You could always use arrows and make a Doinker Quadraflex style stabilizer.


----------



## Cylosis (Jan 5, 2014)

Durhampro said:


> You could always use arrows and make a Doinker Quadraflex style stabilizer.


I'm using Centralizers right now, the flexibility is what's got me wanting to make new ones.


----------



## cc46 (Jan 22, 2005)

I've taken used ski poles, both aluminum and carbon, cut them and epoxied threaded rods or bolts in them to make stabilizers.
I am thinking of just 5/16 x 24tpi steel rods for side stabilizers. And thinking a fat aluminum arrow shaft over them to dress it up. 

Years back 1/4x20tpi steel rods with 2014 or 1914 shaft over were commonly used as a diy.

Some have used golf club shafts.....haha I was in a Re-store recently and they had new golf clubs in a bin for $2/ea, 3 for $5....tempted to by the bunch, but didn't. 

The used ski poles I got at yard sales and a Goodwill store, $5 a pair. 

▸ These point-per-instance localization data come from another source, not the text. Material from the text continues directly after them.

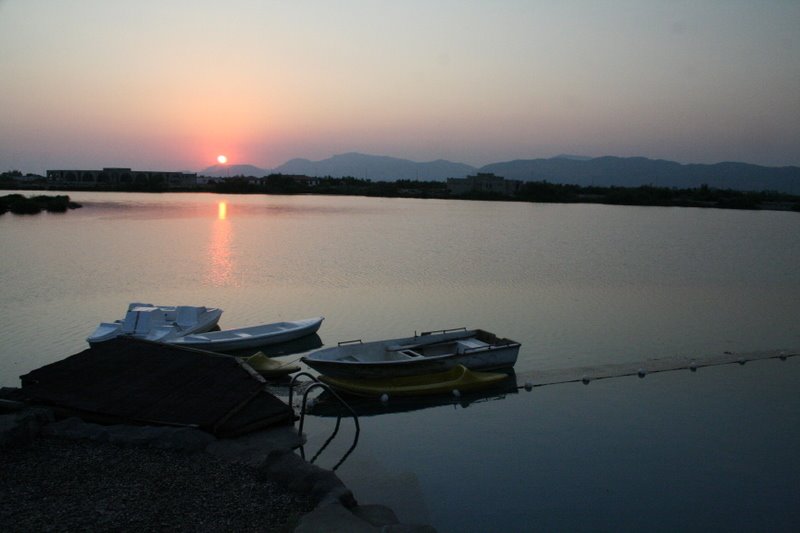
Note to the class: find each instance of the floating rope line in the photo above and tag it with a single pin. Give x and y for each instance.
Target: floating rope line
(587, 374)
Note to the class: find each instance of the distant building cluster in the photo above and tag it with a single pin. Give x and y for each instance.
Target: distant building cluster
(120, 177)
(483, 182)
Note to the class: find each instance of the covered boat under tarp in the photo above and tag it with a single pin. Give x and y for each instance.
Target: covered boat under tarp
(126, 380)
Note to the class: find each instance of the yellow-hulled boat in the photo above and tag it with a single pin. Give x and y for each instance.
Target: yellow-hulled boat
(458, 378)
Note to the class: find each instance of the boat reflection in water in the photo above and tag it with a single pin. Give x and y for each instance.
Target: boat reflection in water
(325, 405)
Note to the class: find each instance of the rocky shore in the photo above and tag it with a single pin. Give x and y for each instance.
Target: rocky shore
(70, 475)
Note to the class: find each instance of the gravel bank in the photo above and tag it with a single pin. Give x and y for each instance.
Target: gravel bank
(77, 485)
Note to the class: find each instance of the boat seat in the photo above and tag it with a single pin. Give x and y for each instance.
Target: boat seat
(186, 315)
(470, 344)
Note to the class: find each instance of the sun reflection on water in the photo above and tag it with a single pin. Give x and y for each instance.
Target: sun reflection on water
(221, 263)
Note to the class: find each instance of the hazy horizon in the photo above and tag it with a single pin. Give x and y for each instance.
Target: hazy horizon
(171, 85)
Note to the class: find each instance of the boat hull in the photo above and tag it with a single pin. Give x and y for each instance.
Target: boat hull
(157, 323)
(394, 358)
(250, 337)
(457, 378)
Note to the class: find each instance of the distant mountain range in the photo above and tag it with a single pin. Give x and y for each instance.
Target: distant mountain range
(565, 169)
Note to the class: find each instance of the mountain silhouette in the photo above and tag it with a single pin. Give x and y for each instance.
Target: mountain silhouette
(563, 169)
(376, 168)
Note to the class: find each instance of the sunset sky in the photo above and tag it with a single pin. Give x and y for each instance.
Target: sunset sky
(170, 85)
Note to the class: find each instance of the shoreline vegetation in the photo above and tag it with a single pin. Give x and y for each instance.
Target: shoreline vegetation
(533, 191)
(31, 205)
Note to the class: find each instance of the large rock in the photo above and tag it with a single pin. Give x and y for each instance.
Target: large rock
(292, 472)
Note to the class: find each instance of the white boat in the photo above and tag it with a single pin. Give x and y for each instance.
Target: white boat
(250, 337)
(158, 322)
(426, 353)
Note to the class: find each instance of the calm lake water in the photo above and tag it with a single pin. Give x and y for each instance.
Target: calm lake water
(577, 285)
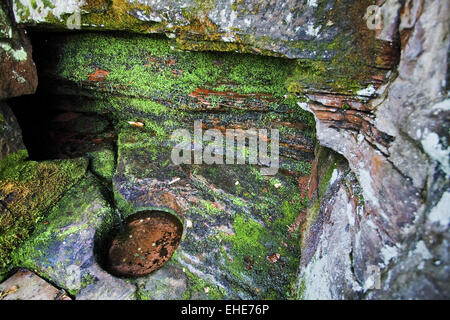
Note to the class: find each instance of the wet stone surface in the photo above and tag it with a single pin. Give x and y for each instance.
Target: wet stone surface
(147, 241)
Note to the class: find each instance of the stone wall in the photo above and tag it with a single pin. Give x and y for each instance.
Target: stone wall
(400, 157)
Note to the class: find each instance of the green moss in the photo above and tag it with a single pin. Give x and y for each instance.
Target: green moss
(199, 287)
(103, 163)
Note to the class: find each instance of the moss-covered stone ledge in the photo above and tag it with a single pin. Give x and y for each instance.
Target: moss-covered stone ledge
(18, 73)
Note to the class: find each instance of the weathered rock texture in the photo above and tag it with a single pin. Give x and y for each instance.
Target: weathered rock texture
(18, 74)
(397, 146)
(10, 133)
(377, 223)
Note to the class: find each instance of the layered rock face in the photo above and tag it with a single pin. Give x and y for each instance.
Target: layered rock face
(358, 208)
(18, 74)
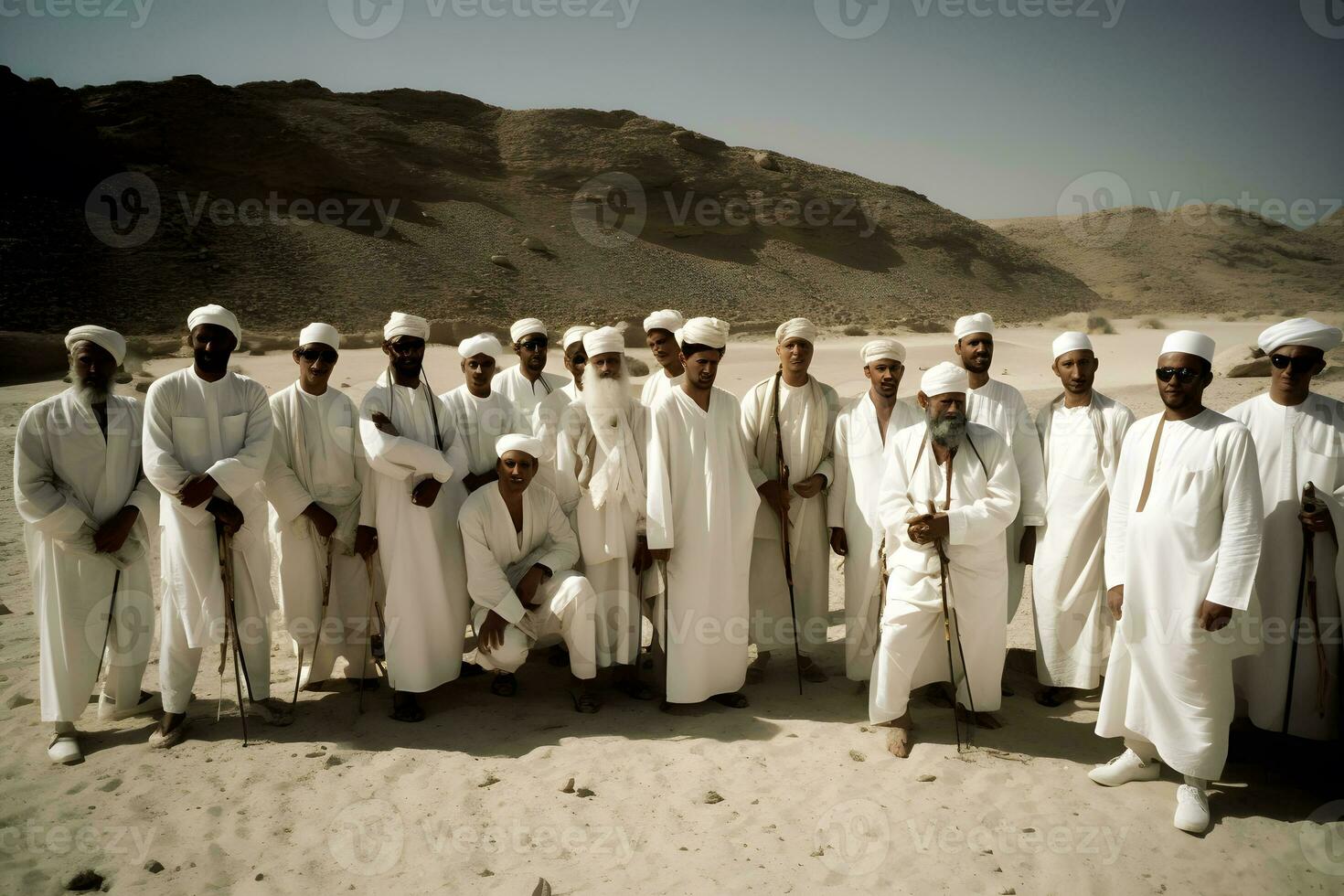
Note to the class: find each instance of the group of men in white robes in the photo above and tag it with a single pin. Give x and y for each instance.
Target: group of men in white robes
(1178, 561)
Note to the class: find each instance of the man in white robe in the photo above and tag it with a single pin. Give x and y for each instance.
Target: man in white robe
(481, 414)
(322, 527)
(951, 491)
(1183, 538)
(700, 518)
(546, 417)
(863, 432)
(601, 486)
(660, 336)
(88, 515)
(208, 443)
(1298, 440)
(417, 460)
(1001, 409)
(520, 555)
(795, 411)
(1081, 434)
(527, 383)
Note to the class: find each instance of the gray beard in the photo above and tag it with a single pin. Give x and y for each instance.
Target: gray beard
(948, 432)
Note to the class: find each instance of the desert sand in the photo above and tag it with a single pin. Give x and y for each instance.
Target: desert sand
(795, 795)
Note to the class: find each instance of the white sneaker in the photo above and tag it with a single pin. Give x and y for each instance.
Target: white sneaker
(1191, 809)
(1124, 769)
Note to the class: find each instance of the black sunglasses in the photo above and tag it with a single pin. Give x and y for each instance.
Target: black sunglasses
(1184, 375)
(1300, 364)
(315, 354)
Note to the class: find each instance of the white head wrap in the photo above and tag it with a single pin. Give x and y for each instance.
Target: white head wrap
(969, 324)
(603, 340)
(320, 334)
(480, 344)
(705, 331)
(574, 335)
(526, 326)
(945, 378)
(1070, 341)
(515, 443)
(667, 318)
(402, 324)
(111, 340)
(880, 348)
(217, 315)
(1189, 343)
(1300, 331)
(795, 328)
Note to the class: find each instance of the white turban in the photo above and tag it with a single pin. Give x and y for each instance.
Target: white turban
(1189, 343)
(795, 328)
(480, 344)
(880, 348)
(574, 335)
(100, 336)
(667, 318)
(402, 324)
(705, 331)
(969, 324)
(320, 334)
(1300, 331)
(217, 315)
(1070, 341)
(603, 340)
(515, 443)
(945, 378)
(525, 326)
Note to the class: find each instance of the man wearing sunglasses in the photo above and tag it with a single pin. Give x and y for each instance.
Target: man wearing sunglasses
(1183, 539)
(527, 383)
(1298, 440)
(323, 531)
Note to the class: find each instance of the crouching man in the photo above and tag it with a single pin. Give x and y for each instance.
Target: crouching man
(520, 551)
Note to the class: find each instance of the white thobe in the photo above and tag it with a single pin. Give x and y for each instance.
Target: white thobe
(1168, 681)
(702, 506)
(480, 422)
(222, 429)
(657, 384)
(497, 558)
(317, 458)
(1295, 446)
(523, 392)
(852, 506)
(983, 504)
(1069, 578)
(806, 421)
(69, 480)
(609, 518)
(421, 549)
(1001, 409)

Look around and see what you can find and cut them up.
Good luck


----------



## cc46 (Jan 22, 2005)

On a whim while driving, I pulled into a Swiss Chalet to pick up dinner. While waiting for my chicken, I walked into a "Goodwill Store" next door, and in a corner there was a stand of about 20 pairs of skis and 15 pairs of poles....I picked up 2 pairs of poles. Paid $6 a pair. Later on the weekend, a trip to the local Home Depot, I was disappointed no 5/16" x 24 TPI hardware only the course thread 18 TPI stuff. So the project is on hold. ...... but Brafasco is not too far away. hmmmm

For the dampening, I'm thinking of filling the voids between the ski pole and the threaded rod with chaulking, yup it should be good for 20-30 years of being "rubbery" enough and not dry out too much. I have about 4 kinds of chaulking for inside and outside, latex, silicone, clear, brown, almond etc. I also stumbled across gas line hoses for lawn mowers etc.... hmmm again. Rubbery hoses...could be a doinker no? Thread a rod part way through each end? 

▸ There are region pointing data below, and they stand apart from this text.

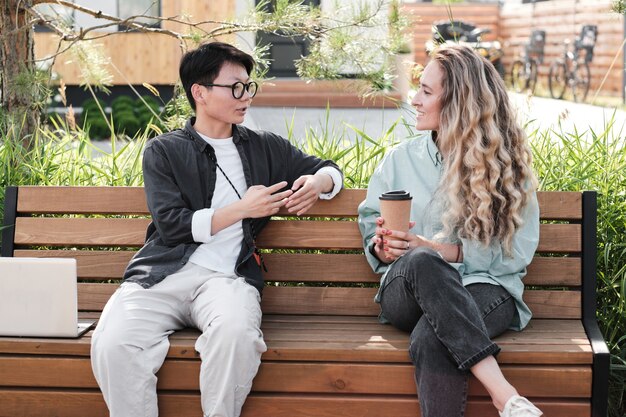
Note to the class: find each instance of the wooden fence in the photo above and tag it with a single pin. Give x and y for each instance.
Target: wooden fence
(139, 58)
(563, 19)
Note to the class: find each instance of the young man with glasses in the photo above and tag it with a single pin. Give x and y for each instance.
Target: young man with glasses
(210, 188)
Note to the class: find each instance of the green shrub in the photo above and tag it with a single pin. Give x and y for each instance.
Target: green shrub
(97, 128)
(148, 101)
(126, 122)
(123, 100)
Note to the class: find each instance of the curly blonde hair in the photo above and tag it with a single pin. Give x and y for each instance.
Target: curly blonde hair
(487, 174)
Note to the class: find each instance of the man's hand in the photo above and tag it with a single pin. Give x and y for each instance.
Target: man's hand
(260, 201)
(307, 189)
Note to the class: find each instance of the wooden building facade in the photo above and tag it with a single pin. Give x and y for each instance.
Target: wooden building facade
(139, 58)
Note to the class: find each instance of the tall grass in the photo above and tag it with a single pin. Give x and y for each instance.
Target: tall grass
(63, 156)
(596, 160)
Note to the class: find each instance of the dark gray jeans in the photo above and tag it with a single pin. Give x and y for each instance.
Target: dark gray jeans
(451, 326)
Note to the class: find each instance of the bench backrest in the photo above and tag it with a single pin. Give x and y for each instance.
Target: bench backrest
(315, 265)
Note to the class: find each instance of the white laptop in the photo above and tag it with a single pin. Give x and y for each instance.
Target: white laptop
(38, 298)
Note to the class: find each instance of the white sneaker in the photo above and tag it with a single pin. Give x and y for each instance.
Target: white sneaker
(518, 406)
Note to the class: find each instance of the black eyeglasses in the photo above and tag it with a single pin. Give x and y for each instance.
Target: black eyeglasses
(238, 88)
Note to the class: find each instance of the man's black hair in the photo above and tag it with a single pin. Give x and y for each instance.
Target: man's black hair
(202, 65)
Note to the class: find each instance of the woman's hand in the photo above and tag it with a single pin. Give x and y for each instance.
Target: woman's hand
(389, 245)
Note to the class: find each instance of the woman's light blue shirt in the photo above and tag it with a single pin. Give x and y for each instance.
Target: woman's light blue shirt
(415, 166)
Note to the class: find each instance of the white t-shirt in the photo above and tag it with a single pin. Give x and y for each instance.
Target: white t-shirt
(219, 252)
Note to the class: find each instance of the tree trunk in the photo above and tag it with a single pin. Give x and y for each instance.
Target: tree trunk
(17, 100)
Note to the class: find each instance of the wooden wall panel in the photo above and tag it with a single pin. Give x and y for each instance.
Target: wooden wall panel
(563, 19)
(154, 58)
(139, 57)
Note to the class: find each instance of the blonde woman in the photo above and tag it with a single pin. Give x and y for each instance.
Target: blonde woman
(454, 281)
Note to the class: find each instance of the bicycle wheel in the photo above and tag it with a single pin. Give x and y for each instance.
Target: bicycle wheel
(557, 79)
(532, 80)
(580, 83)
(519, 78)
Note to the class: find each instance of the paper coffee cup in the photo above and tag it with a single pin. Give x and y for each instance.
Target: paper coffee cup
(395, 209)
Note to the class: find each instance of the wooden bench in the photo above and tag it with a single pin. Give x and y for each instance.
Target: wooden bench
(327, 354)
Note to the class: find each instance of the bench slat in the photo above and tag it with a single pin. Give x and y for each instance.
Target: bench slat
(332, 301)
(80, 231)
(350, 339)
(558, 238)
(73, 403)
(295, 377)
(131, 200)
(82, 200)
(110, 265)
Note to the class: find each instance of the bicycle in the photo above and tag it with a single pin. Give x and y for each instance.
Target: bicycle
(572, 69)
(524, 70)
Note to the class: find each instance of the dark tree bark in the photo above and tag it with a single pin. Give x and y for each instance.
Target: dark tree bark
(17, 60)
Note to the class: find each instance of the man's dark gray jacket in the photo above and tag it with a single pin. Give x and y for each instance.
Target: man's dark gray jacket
(179, 178)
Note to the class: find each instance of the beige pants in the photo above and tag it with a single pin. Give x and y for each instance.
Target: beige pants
(130, 342)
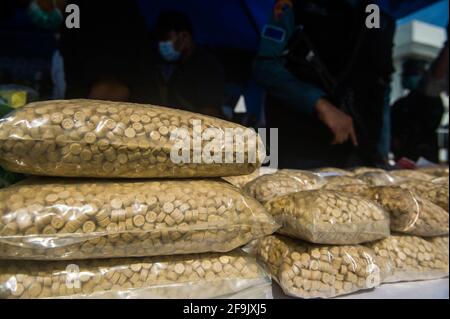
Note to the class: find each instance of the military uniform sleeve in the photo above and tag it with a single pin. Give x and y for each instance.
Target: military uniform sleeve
(269, 70)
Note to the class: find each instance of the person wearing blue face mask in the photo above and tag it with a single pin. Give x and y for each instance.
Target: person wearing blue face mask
(185, 76)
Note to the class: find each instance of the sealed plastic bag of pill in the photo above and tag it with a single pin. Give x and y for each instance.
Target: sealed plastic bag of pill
(435, 193)
(379, 178)
(320, 271)
(335, 182)
(85, 138)
(283, 182)
(78, 219)
(329, 217)
(332, 171)
(412, 174)
(209, 275)
(438, 171)
(409, 213)
(363, 170)
(413, 258)
(241, 180)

Thinking out load, if I get the stuff together I'll post some pictures.


----------



## araz2114 (Jan 13, 2003)

I purchases a carbon rod from www.carbontube.com. The service was good and the product was good also. But yes, it is an American company.. shipping wasn't a deal... It's been a few years since I bought them. I bought a 60" one.


----------



## Cylosis (Jan 5, 2014)

araz2114 said:


> I purchases a carbon rod from www.carbontube.com. The service was good and the product was good also. But yes, it is an American company.. shipping wasn't a deal... It's been a few years since I bought them. I bought a 60" one.

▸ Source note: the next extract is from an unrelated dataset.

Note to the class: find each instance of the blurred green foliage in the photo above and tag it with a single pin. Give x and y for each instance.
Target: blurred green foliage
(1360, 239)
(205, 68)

Looks like the domain is for sale. Have they gone out of business? Can you get such a long package through regular post?


----------



## araz2114 (Jan 13, 2003)

I got the tube in the mail no problem. 
I got that web address incorrect... here is the site I purchased my carbon rods from http://www.carbonfibertubeshop.com


----------



## cc46 (Jan 22, 2005)

Fyi.....I've made a prototype, with an aluminum ski pole, bolts, epoxy and caulking, rubber and metal washers. Looks great so far, going to shoot it on the weekend. Also have 5/16x24tpi rods on order at brafasco.

Thinking also of 1/2" copper. That'll be phase 2.


----------



## cc46 (Jan 22, 2005)

https://www.facebook.com/chuck.coop...0202923185016789.1073741828.1117935754&type=3
Hope the link works. Progress so far.


----------